Gefilte fish from the "Jewish Alps"

A dish that would meet with Great-Grandma Minnie's approval.

Published April 10, 2001 6:27PM (EDT)

When I asked my mother how to make gefilte fish from scratch, she confessed that she didn't have Great-Grandma Minnie's recipe. Instead she went to her kitchen shelf and picked out her yellowed copy of "The Art of Jewish Cooking" by Jenny Grossinger, the culinary maven at Grossinger's resort hotel, a bastion of gastronomic excess during the post-World War II heyday of New York's Catskill Mountains resorts (aka the "Jewish Alps").

My parents actually spent their honeymoon at Grossinger's, where the guests would gather three times a day at large tables in a grand dining room for marathon waiter-served meals, as if they were attending a bar mitzvah. The hotel is now defunct, alas, killed off by today's young couples' strange preference for windsurfing at Club Med rather than gorging on chopped-liver appetizers. And the authoritative 1958 cookbook -- "it's as close to Grandma's cooking as you'll find," my mom said -- is out of print. But Mom still has her copy of the 18th printing from October 1969, bought soon after we moved from Queens to a Levitt tract house in the goyish wilds of central New Jersey. Its recipe for gefilte fish goes like this:

2 pounds winter carp
2 pounds pike
2 pounds whitefish
5 onions
2 quarts water
4 teaspoons salt
1 1/2 teaspoons pepper
3 eggs
3/4 cup ice water
1/2 teaspoon sugar
3 tablespoons matzo meal
3 carrots, sliced

To make the jelly broth: Have the fish filleted but reserve the head, skin and bones. Combine the head, skin and bones with four sliced onions, one quart of water, two teaspoons of salt and three teaspoons of pepper. Cook over high heat while preparing the fish.

To make the fish balls: Grind or chop the fish and the remaining onion. Place in a chopping bowl. Add egg, water, sugar, matzo meal and the remaining salt and pepper. Chop until very fine.
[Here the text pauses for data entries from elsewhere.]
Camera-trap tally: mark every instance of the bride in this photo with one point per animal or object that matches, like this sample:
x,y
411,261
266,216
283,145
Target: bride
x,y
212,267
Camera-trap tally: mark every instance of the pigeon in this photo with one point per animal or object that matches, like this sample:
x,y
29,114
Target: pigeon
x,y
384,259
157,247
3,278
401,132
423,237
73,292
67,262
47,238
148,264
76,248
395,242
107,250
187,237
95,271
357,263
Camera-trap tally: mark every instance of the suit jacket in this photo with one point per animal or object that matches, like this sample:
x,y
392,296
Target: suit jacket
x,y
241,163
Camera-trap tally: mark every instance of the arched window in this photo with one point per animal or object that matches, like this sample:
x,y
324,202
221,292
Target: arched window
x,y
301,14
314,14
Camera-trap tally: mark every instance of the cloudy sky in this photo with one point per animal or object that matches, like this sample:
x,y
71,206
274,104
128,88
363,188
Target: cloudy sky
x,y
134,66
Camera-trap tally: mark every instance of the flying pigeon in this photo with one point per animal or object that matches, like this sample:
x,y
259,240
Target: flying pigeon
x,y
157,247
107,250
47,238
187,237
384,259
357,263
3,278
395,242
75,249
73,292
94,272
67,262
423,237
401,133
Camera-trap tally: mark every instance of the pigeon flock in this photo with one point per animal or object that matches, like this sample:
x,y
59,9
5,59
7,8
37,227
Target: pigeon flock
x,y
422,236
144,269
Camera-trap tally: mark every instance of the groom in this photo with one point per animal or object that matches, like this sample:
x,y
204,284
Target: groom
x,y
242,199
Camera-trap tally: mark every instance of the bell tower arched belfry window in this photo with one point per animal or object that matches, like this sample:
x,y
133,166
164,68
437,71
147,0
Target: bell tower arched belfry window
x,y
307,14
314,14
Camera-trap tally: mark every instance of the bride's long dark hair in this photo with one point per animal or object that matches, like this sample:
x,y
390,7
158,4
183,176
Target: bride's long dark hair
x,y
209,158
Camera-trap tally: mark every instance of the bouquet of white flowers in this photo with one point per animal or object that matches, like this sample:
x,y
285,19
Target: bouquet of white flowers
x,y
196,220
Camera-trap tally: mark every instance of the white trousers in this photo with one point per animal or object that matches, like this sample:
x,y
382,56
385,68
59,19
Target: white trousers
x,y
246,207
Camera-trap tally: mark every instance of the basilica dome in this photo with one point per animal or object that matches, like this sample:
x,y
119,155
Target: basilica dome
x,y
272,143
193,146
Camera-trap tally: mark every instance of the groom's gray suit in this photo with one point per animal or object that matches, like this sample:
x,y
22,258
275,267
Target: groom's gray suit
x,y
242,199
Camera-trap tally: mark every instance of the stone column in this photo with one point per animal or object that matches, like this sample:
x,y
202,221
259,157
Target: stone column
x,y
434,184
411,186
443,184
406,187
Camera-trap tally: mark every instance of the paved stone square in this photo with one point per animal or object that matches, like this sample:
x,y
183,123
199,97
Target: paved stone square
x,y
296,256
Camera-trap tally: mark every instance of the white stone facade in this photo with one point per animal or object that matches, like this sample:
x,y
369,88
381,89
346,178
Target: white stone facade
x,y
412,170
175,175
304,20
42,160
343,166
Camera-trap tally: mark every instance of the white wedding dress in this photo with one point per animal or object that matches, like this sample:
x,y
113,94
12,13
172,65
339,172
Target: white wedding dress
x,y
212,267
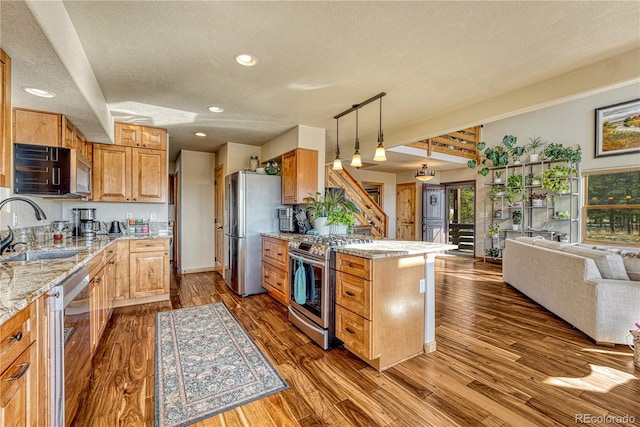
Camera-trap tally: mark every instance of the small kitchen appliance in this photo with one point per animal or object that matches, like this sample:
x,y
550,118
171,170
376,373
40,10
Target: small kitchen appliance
x,y
85,222
285,217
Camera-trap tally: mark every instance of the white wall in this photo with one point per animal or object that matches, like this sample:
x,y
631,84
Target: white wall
x,y
197,231
569,123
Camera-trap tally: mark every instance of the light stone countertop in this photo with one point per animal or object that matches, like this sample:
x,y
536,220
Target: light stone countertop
x,y
388,248
23,282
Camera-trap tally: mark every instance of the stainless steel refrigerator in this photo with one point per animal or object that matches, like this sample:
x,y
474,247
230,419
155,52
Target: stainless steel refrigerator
x,y
251,207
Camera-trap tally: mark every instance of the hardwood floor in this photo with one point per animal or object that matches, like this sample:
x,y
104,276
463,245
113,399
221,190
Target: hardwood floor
x,y
501,360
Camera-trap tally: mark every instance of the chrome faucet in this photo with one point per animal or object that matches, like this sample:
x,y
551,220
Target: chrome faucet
x,y
40,215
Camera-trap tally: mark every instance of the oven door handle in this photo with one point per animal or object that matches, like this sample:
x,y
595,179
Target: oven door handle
x,y
305,260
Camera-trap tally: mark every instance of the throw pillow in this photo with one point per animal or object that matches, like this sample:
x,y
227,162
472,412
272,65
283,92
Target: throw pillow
x,y
610,264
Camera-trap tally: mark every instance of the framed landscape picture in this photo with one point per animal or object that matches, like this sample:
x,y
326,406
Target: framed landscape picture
x,y
618,129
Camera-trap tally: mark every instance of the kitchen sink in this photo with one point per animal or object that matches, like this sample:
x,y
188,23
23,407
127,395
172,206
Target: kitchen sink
x,y
38,255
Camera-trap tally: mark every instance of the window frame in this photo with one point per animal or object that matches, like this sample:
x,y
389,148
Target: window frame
x,y
586,207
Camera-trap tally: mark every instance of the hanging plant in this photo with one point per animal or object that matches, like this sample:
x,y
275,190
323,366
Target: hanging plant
x,y
498,155
558,152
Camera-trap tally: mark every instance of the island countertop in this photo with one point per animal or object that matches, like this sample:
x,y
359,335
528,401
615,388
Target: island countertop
x,y
22,282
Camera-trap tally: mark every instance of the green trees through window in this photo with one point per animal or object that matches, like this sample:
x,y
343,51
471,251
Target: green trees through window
x,y
612,207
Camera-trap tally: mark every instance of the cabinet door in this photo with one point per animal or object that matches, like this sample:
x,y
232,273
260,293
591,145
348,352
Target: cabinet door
x,y
148,274
111,173
5,120
37,127
154,138
122,271
289,178
128,135
14,394
149,175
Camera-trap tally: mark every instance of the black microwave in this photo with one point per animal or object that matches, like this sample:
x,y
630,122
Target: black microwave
x,y
41,170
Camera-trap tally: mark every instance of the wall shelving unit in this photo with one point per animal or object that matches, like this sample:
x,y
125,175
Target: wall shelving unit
x,y
555,216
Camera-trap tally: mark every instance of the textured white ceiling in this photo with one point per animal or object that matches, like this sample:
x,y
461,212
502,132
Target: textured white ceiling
x,y
164,62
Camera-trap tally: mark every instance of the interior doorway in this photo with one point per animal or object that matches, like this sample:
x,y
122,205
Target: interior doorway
x,y
461,214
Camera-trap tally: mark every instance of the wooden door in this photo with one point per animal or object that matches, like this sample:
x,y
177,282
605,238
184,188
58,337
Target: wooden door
x,y
406,211
154,138
5,120
147,274
219,219
128,135
111,173
148,175
433,214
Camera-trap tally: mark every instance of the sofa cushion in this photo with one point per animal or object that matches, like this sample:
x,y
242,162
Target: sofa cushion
x,y
549,244
630,259
610,264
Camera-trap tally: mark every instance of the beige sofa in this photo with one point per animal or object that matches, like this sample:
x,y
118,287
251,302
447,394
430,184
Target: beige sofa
x,y
596,289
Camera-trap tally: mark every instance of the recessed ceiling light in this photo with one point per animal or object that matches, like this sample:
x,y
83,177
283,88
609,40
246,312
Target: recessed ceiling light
x,y
39,92
246,60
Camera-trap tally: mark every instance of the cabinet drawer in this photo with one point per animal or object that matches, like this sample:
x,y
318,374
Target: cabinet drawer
x,y
15,337
149,245
275,280
354,294
354,331
276,252
357,266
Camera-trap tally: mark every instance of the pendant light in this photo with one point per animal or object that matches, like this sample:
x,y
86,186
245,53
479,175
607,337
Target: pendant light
x,y
425,174
380,155
356,160
337,163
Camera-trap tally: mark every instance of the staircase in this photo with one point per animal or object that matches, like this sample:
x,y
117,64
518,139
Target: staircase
x,y
370,212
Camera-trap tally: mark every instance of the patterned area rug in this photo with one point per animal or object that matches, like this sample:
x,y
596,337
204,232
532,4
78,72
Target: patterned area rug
x,y
206,364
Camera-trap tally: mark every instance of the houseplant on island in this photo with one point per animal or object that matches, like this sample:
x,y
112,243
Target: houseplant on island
x,y
334,209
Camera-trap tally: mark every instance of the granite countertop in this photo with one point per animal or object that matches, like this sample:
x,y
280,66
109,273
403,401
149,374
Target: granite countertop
x,y
389,248
23,282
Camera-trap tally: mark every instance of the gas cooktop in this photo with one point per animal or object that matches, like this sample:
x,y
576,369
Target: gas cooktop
x,y
320,246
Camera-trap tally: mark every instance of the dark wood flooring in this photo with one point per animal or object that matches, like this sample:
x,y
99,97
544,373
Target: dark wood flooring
x,y
501,360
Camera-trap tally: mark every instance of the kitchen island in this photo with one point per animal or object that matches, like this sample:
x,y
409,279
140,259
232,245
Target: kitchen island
x,y
382,290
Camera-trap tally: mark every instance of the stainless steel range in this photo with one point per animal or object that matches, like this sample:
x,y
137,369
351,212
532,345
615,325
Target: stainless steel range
x,y
312,297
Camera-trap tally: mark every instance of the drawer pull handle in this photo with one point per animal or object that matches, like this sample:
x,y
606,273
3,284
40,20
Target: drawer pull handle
x,y
25,368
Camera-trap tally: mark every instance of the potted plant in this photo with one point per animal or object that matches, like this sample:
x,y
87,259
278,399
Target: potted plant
x,y
537,199
333,210
498,155
516,217
558,152
494,230
557,178
533,148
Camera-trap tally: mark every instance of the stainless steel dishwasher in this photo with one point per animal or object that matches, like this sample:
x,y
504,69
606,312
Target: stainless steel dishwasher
x,y
70,330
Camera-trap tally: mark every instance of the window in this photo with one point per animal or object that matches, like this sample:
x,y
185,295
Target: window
x,y
612,207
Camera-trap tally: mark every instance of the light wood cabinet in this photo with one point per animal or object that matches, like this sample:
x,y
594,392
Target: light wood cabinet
x,y
275,268
128,135
18,367
5,119
37,127
379,312
124,174
149,268
299,175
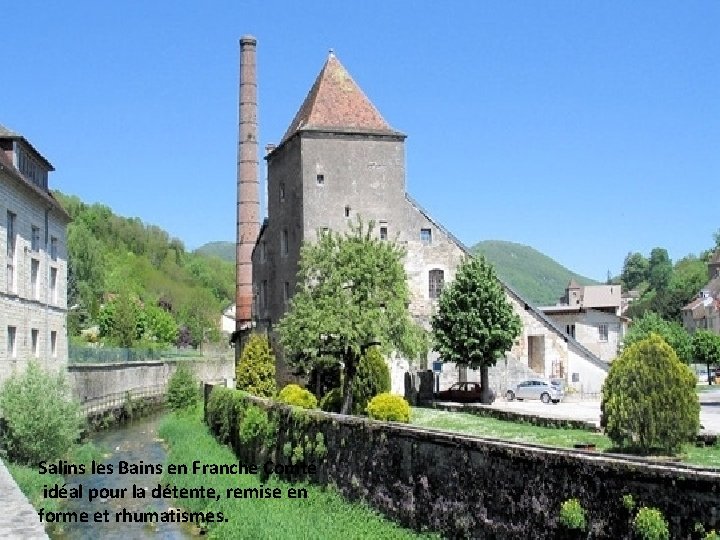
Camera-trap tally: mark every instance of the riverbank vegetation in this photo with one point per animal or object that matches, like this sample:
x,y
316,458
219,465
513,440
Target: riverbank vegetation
x,y
323,514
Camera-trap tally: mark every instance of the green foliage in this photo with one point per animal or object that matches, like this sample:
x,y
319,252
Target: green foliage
x,y
332,401
538,278
255,372
372,378
112,254
650,524
475,324
221,411
352,292
293,394
183,389
648,400
43,421
634,272
572,515
256,427
673,334
389,407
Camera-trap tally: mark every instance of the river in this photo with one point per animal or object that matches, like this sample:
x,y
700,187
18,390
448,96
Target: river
x,y
132,442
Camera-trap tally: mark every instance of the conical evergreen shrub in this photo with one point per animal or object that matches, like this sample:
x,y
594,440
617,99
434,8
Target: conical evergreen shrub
x,y
649,402
255,372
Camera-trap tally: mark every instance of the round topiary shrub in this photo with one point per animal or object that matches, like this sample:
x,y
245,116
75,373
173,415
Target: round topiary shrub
x,y
372,378
649,524
183,389
572,515
332,401
255,372
42,420
389,407
648,400
293,394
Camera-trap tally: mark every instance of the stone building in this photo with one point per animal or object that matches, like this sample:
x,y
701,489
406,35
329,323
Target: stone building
x,y
703,312
592,315
33,278
338,158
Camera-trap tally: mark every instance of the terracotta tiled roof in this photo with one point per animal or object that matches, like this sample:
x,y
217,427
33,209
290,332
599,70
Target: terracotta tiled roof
x,y
336,102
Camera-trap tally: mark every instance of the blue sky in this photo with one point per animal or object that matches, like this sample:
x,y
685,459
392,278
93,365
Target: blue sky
x,y
584,129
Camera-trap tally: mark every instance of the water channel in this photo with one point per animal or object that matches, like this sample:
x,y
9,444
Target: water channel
x,y
132,442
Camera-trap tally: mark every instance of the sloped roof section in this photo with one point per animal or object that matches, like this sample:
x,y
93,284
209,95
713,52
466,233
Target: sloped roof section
x,y
336,103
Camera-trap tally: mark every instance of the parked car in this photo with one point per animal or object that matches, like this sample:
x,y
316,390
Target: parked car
x,y
543,390
463,392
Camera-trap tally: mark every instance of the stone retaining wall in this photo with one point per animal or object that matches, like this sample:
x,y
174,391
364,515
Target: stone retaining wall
x,y
94,382
468,487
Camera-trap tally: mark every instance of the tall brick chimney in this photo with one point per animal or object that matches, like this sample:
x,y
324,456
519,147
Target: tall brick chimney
x,y
248,186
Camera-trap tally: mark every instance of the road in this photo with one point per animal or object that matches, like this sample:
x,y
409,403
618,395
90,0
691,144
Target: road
x,y
589,411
Moisten your hands and shape the mixture into balls. Carefully drop the fish into boiling stock. Add the carrots. Cover and cook over low heat for one-and-a-half hours. Remove cover for the last half-hour and cool the fish before placing it on a platter. Strain the stock over it. Chill and serve with horseradish.


By Alan Deutschman

Alan Deutschman is the author of "The Second Coming of Steve Jobs."